Mean NGS Callable Coverage by Test Type
Test Type Callable Loci combBED Loci Total Loci Samples (n) Est. Years/SNP
1KG 6,349,638 (48.197% CV) 3,457,028 (50.394% CV) 21,805,241 (10.526% CV) 776 192.06
Big Y 9,318,380 (4.768% CV) 7,684,996 (3.876% CV) 16,412,164 (4.462% CV) 586 130.87
WGS 15x-FGC 11,168,783 (0.000% CV) 5,955,495 (0.000% CV) 22,744,367 (0.000% CV) 1 109.19
WGS 20x-FGC 13,811,633 (0.000% CV) 7,352,261 (0.000% CV) 23,246,415 (0.000% CV) 1 88.30
WGS 30x-FGC 13,813,860 (6.043% CV) 7,325,530 (5.810% CV) 22,991,641 (0.583% CV) 8 88.28
WGS-Ancient 4,232,889 (99.059% CV) 2,708,633 (99.890% CV) 15,470,848 (51.527% CV) 2 288.10
WGS-LR Chromium 17,998,203 (0.000% CV) 7,792,979 (0.000% CV) 22,940,547 (0.000% CV) 1 67.76
WGS-Other 14,911,039 (0.121% CV) 6,654,911 (13.145% CV) 23,389,332 (0.173% CV) 2 81.79
WGS-Veritas 14,923,228 (4.953% CV) 7,986,530 (6.907% CV) 23,581,587 (0.567% CV) 61 81.72
Y Elite 15,313,381 (12.918% CV) 7,731,569 (5.400% CV) 21,766,426 (7.678% CV) 3 79.64
Y Elite 1.0 13,997,228 (4.641% CV) 7,911,702 (6.175% CV) 23,344,928 (2.290% CV) 32 87.13
Y Elite 2.0 14,270,887 (3.165% CV) 7,653,058 (6.797% CV) 22,445,261 (3.381% CV) 19 85.45
Y Elite 2.1 13,758,146 (3.458% CV) 7,774,999 (1.676% CV) 20,747,691 (2.022% CV) 4 88.64
Y Elite 2.1a 13,895,496 (0.000% CV) 7,774,910 (0.000% CV) 20,965,083 (0.000% CV) 1 87.76
Y Elite 2.1b 13,238,298 (2.090% CV) 7,516,391 (1.562% CV) 20,670,686 (0.775% CV) 5 92.12
Y Elite* 13,935,448 (3.906% CV) 6,926,796 (15.546% CV) 21,194,731 (6.534% CV) 29 87.51

* Using vendor provided CallableLoci report lifted to GRCh38. CombBED region loci totals are not as accurate as the fully realigned versions.

Notes on CALLABLE and combBED Metrics

The combBED regions were originally published in Adamov et al (2015.) The combBED is actually the intersection of Poznik et al. (2013) and the Big Y White Paper regions. The Poznik regions defined sections of the Y chromosome where the aligner reported confident quality scores and depths within expected ranges. The Big Y regions define those targeted by FTDNA's NGS test. The intersection becomes a simple filter criterion when sequences can be aligned with 90% confidence with 75-150 base reads and are consistently reported in Big Y tests.

The combBED statistic becomes a valuable tool in anticipating how well other Next Generation Sequencing platforms can be used for direct comparison with Big Y. Given the 6% coefficient of variance between Big Y themselves, it becomes clear any direct-to-consumer platform with 7 million combBED loci will be a direct substitution. The data in the 1000 Genomes project and Ancient Whole Genome Sequencing released over the last year is more difficult to compare as the callable coverage areas do not align as well.

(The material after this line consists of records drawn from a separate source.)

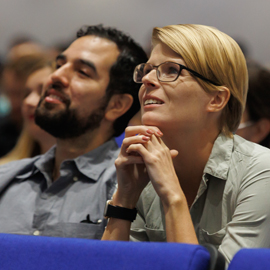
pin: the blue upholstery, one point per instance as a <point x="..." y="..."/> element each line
<point x="251" y="259"/>
<point x="40" y="253"/>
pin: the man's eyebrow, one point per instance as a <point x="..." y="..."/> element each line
<point x="88" y="63"/>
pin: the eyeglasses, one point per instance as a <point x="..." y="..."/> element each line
<point x="166" y="72"/>
<point x="245" y="124"/>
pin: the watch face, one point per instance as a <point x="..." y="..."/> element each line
<point x="112" y="211"/>
<point x="106" y="209"/>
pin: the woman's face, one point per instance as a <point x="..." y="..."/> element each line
<point x="34" y="86"/>
<point x="179" y="104"/>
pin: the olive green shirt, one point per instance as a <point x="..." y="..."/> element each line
<point x="232" y="206"/>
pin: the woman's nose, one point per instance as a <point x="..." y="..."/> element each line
<point x="150" y="79"/>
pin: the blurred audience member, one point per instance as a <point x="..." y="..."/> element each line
<point x="14" y="77"/>
<point x="255" y="122"/>
<point x="21" y="46"/>
<point x="33" y="140"/>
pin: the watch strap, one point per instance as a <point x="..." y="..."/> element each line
<point x="114" y="211"/>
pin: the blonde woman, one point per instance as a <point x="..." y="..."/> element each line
<point x="33" y="140"/>
<point x="187" y="176"/>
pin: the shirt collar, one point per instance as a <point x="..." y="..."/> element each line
<point x="91" y="164"/>
<point x="43" y="163"/>
<point x="220" y="157"/>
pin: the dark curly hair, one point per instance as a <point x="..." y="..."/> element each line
<point x="258" y="97"/>
<point x="121" y="73"/>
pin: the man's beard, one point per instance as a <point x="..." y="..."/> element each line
<point x="67" y="124"/>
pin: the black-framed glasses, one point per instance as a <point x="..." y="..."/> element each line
<point x="166" y="72"/>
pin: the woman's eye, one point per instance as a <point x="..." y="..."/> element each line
<point x="172" y="70"/>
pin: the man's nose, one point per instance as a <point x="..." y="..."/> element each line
<point x="61" y="75"/>
<point x="32" y="99"/>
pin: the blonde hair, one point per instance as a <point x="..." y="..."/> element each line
<point x="217" y="57"/>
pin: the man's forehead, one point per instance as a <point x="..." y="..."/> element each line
<point x="94" y="44"/>
<point x="100" y="51"/>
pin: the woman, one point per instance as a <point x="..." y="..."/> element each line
<point x="33" y="140"/>
<point x="255" y="122"/>
<point x="190" y="179"/>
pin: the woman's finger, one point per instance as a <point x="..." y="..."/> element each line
<point x="144" y="130"/>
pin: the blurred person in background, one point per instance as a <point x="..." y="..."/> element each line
<point x="33" y="140"/>
<point x="14" y="78"/>
<point x="255" y="122"/>
<point x="23" y="45"/>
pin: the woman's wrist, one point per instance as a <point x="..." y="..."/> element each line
<point x="123" y="201"/>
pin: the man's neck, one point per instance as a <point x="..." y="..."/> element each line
<point x="72" y="148"/>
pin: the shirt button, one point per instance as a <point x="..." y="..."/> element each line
<point x="36" y="233"/>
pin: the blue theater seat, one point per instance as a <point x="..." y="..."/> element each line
<point x="49" y="253"/>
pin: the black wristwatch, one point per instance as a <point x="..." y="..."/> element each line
<point x="119" y="212"/>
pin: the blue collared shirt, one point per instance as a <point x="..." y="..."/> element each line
<point x="71" y="206"/>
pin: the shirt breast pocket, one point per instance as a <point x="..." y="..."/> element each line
<point x="214" y="238"/>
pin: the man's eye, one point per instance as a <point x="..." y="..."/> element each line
<point x="83" y="73"/>
<point x="172" y="70"/>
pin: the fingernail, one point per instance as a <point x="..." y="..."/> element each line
<point x="149" y="131"/>
<point x="144" y="138"/>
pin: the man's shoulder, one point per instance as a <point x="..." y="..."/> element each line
<point x="10" y="170"/>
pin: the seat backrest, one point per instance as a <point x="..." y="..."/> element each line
<point x="39" y="252"/>
<point x="251" y="259"/>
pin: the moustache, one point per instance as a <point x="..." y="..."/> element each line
<point x="56" y="88"/>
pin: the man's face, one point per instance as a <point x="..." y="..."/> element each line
<point x="74" y="97"/>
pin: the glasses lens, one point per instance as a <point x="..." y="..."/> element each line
<point x="168" y="72"/>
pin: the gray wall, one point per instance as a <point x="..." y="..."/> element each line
<point x="51" y="21"/>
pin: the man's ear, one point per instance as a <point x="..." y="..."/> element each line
<point x="219" y="99"/>
<point x="260" y="130"/>
<point x="118" y="105"/>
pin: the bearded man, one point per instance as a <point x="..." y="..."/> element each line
<point x="86" y="102"/>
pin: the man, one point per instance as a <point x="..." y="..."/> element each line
<point x="87" y="100"/>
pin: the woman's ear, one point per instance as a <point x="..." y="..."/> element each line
<point x="219" y="99"/>
<point x="118" y="105"/>
<point x="260" y="130"/>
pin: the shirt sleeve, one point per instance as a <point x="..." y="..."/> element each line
<point x="250" y="224"/>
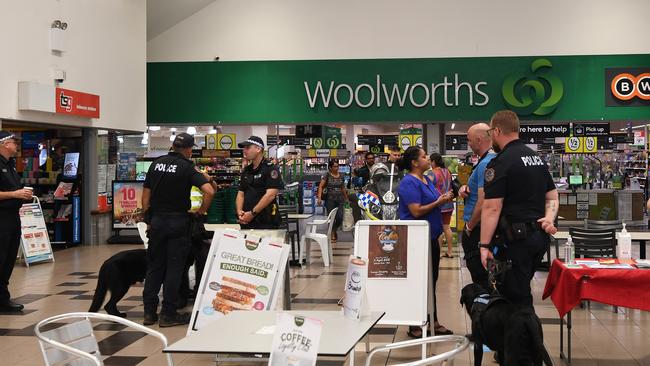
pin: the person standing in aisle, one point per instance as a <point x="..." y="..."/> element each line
<point x="259" y="186"/>
<point x="332" y="190"/>
<point x="522" y="202"/>
<point x="12" y="195"/>
<point x="166" y="202"/>
<point x="473" y="193"/>
<point x="441" y="177"/>
<point x="420" y="200"/>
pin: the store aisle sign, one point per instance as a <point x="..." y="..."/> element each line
<point x="580" y="145"/>
<point x="76" y="103"/>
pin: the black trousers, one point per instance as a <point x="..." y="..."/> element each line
<point x="435" y="271"/>
<point x="473" y="257"/>
<point x="526" y="255"/>
<point x="169" y="246"/>
<point x="9" y="242"/>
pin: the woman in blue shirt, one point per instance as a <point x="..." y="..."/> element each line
<point x="420" y="200"/>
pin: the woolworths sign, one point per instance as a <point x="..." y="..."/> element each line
<point x="444" y="93"/>
<point x="388" y="90"/>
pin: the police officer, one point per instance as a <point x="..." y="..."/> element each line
<point x="166" y="202"/>
<point x="480" y="143"/>
<point x="12" y="195"/>
<point x="522" y="202"/>
<point x="259" y="186"/>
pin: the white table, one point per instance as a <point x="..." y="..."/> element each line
<point x="637" y="236"/>
<point x="236" y="334"/>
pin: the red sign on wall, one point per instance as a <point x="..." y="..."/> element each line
<point x="77" y="103"/>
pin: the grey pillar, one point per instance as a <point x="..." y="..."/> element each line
<point x="89" y="183"/>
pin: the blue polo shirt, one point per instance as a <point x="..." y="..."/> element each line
<point x="476" y="180"/>
<point x="412" y="190"/>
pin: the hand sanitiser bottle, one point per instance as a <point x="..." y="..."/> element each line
<point x="569" y="253"/>
<point x="624" y="244"/>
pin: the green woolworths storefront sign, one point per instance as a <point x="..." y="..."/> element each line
<point x="446" y="89"/>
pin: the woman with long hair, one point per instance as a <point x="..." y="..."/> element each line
<point x="420" y="200"/>
<point x="441" y="177"/>
<point x="332" y="191"/>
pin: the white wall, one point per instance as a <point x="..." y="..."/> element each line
<point x="343" y="29"/>
<point x="106" y="43"/>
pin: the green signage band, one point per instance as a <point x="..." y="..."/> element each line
<point x="562" y="88"/>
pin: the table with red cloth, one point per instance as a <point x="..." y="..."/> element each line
<point x="567" y="287"/>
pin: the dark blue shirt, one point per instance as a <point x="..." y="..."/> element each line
<point x="413" y="190"/>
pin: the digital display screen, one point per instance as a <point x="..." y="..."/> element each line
<point x="575" y="179"/>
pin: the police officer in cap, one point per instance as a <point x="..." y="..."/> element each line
<point x="166" y="202"/>
<point x="258" y="188"/>
<point x="12" y="195"/>
<point x="521" y="201"/>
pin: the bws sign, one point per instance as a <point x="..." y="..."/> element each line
<point x="627" y="87"/>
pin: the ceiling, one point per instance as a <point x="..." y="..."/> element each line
<point x="164" y="14"/>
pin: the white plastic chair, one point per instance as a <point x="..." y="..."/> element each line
<point x="142" y="230"/>
<point x="461" y="345"/>
<point x="323" y="240"/>
<point x="75" y="344"/>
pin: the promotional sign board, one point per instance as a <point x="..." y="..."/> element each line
<point x="387" y="251"/>
<point x="35" y="241"/>
<point x="242" y="273"/>
<point x="77" y="103"/>
<point x="127" y="204"/>
<point x="295" y="341"/>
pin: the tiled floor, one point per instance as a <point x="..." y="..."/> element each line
<point x="601" y="337"/>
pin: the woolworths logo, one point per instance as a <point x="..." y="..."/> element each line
<point x="536" y="94"/>
<point x="449" y="91"/>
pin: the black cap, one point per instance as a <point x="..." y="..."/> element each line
<point x="184" y="140"/>
<point x="6" y="135"/>
<point x="253" y="140"/>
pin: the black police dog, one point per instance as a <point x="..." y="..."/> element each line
<point x="116" y="275"/>
<point x="513" y="331"/>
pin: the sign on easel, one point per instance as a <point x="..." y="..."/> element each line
<point x="402" y="294"/>
<point x="243" y="272"/>
<point x="34" y="239"/>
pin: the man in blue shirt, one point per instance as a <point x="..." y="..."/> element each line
<point x="480" y="143"/>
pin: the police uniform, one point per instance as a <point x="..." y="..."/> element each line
<point x="9" y="225"/>
<point x="254" y="182"/>
<point x="170" y="179"/>
<point x="519" y="176"/>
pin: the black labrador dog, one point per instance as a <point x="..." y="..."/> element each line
<point x="513" y="331"/>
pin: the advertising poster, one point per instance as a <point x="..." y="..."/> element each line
<point x="387" y="251"/>
<point x="295" y="341"/>
<point x="127" y="204"/>
<point x="241" y="276"/>
<point x="35" y="240"/>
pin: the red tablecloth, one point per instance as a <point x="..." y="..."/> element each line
<point x="628" y="288"/>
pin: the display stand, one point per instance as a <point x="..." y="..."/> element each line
<point x="34" y="240"/>
<point x="405" y="300"/>
<point x="239" y="266"/>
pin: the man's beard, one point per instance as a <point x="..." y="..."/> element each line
<point x="496" y="147"/>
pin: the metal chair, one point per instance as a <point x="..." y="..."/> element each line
<point x="75" y="344"/>
<point x="593" y="243"/>
<point x="461" y="344"/>
<point x="323" y="240"/>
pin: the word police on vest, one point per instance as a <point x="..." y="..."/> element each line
<point x="167" y="168"/>
<point x="532" y="161"/>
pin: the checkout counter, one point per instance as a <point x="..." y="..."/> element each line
<point x="601" y="204"/>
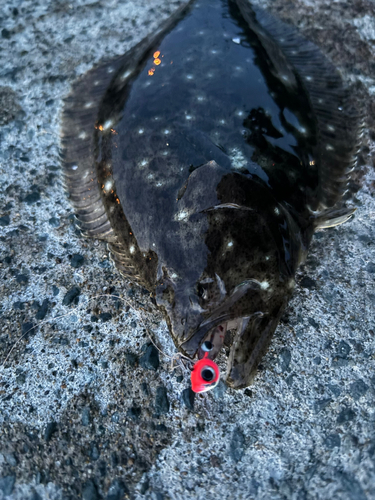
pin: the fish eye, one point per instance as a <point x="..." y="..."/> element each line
<point x="207" y="346"/>
<point x="208" y="374"/>
<point x="202" y="292"/>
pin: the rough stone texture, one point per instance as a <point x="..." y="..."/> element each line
<point x="78" y="419"/>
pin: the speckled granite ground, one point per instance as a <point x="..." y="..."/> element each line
<point x="87" y="410"/>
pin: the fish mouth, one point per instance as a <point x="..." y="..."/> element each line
<point x="227" y="333"/>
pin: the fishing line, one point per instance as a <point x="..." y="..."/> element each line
<point x="174" y="358"/>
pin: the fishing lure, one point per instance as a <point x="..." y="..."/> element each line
<point x="207" y="156"/>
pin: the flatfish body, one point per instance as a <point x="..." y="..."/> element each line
<point x="207" y="156"/>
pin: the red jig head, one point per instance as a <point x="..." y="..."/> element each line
<point x="206" y="374"/>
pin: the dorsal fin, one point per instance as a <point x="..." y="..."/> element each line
<point x="338" y="124"/>
<point x="79" y="118"/>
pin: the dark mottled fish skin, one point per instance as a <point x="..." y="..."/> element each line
<point x="207" y="173"/>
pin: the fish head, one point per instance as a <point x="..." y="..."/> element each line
<point x="233" y="293"/>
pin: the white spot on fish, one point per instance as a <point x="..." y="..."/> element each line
<point x="107" y="124"/>
<point x="237" y="158"/>
<point x="181" y="215"/>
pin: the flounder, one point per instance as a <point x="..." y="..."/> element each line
<point x="207" y="156"/>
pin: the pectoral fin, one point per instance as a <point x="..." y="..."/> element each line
<point x="332" y="217"/>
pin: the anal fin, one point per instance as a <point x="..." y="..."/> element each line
<point x="332" y="217"/>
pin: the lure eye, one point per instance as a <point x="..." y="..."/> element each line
<point x="207" y="346"/>
<point x="208" y="374"/>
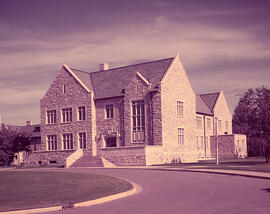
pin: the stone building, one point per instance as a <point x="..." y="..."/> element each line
<point x="140" y="114"/>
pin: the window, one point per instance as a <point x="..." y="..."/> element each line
<point x="198" y="143"/>
<point x="66" y="115"/>
<point x="180" y="108"/>
<point x="81" y="113"/>
<point x="82" y="140"/>
<point x="51" y="116"/>
<point x="138" y="121"/>
<point x="227" y="126"/>
<point x="219" y="125"/>
<point x="199" y="122"/>
<point x="109" y="111"/>
<point x="67" y="141"/>
<point x="180" y="134"/>
<point x="51" y="142"/>
<point x="208" y="122"/>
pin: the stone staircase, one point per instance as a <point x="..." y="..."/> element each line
<point x="88" y="160"/>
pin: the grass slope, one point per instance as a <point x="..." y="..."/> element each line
<point x="35" y="189"/>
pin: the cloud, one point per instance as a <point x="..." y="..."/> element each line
<point x="29" y="63"/>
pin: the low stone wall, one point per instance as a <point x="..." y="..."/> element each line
<point x="54" y="158"/>
<point x="154" y="154"/>
<point x="240" y="142"/>
<point x="229" y="146"/>
<point x="125" y="156"/>
<point x="225" y="146"/>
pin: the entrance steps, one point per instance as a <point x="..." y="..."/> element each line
<point x="88" y="160"/>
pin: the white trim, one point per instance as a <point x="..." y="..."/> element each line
<point x="71" y="72"/>
<point x="143" y="78"/>
<point x="169" y="68"/>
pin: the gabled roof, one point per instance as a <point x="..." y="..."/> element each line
<point x="201" y="107"/>
<point x="84" y="77"/>
<point x="210" y="100"/>
<point x="28" y="129"/>
<point x="110" y="83"/>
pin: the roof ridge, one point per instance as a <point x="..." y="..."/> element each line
<point x="131" y="65"/>
<point x="80" y="70"/>
<point x="209" y="93"/>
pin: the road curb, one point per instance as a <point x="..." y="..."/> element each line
<point x="136" y="189"/>
<point x="224" y="172"/>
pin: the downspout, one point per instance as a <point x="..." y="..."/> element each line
<point x="123" y="123"/>
<point x="152" y="117"/>
<point x="204" y="137"/>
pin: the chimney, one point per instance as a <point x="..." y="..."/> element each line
<point x="28" y="122"/>
<point x="104" y="66"/>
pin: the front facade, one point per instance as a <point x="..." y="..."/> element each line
<point x="140" y="114"/>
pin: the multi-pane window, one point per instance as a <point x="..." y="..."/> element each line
<point x="81" y="113"/>
<point x="51" y="116"/>
<point x="180" y="135"/>
<point x="180" y="108"/>
<point x="227" y="126"/>
<point x="208" y="123"/>
<point x="138" y="121"/>
<point x="82" y="140"/>
<point x="109" y="111"/>
<point x="219" y="124"/>
<point x="67" y="141"/>
<point x="199" y="122"/>
<point x="51" y="142"/>
<point x="66" y="115"/>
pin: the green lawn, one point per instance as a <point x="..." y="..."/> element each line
<point x="23" y="189"/>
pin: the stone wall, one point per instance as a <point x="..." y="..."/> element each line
<point x="57" y="158"/>
<point x="175" y="86"/>
<point x="125" y="156"/>
<point x="56" y="99"/>
<point x="154" y="154"/>
<point x="240" y="142"/>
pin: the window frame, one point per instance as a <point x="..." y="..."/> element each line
<point x="138" y="121"/>
<point x="179" y="108"/>
<point x="181" y="136"/>
<point x="82" y="140"/>
<point x="67" y="141"/>
<point x="197" y="122"/>
<point x="51" y="142"/>
<point x="109" y="111"/>
<point x="66" y="115"/>
<point x="51" y="116"/>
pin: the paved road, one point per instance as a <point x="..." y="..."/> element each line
<point x="166" y="192"/>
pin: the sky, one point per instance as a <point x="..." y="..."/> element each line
<point x="223" y="44"/>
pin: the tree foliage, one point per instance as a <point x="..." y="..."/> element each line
<point x="252" y="117"/>
<point x="12" y="142"/>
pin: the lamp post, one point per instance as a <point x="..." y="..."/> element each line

The Y DNA coverage metric for VeritasGenetics and FullGenomes Whole Genome Sequencing tests is under reported. At present converting a full 30x WGS test takes over 96 hours. To more efficiently add the samples only the GRCh37 Y DNA segments are being realigned. Future iterations may correct this potential issue.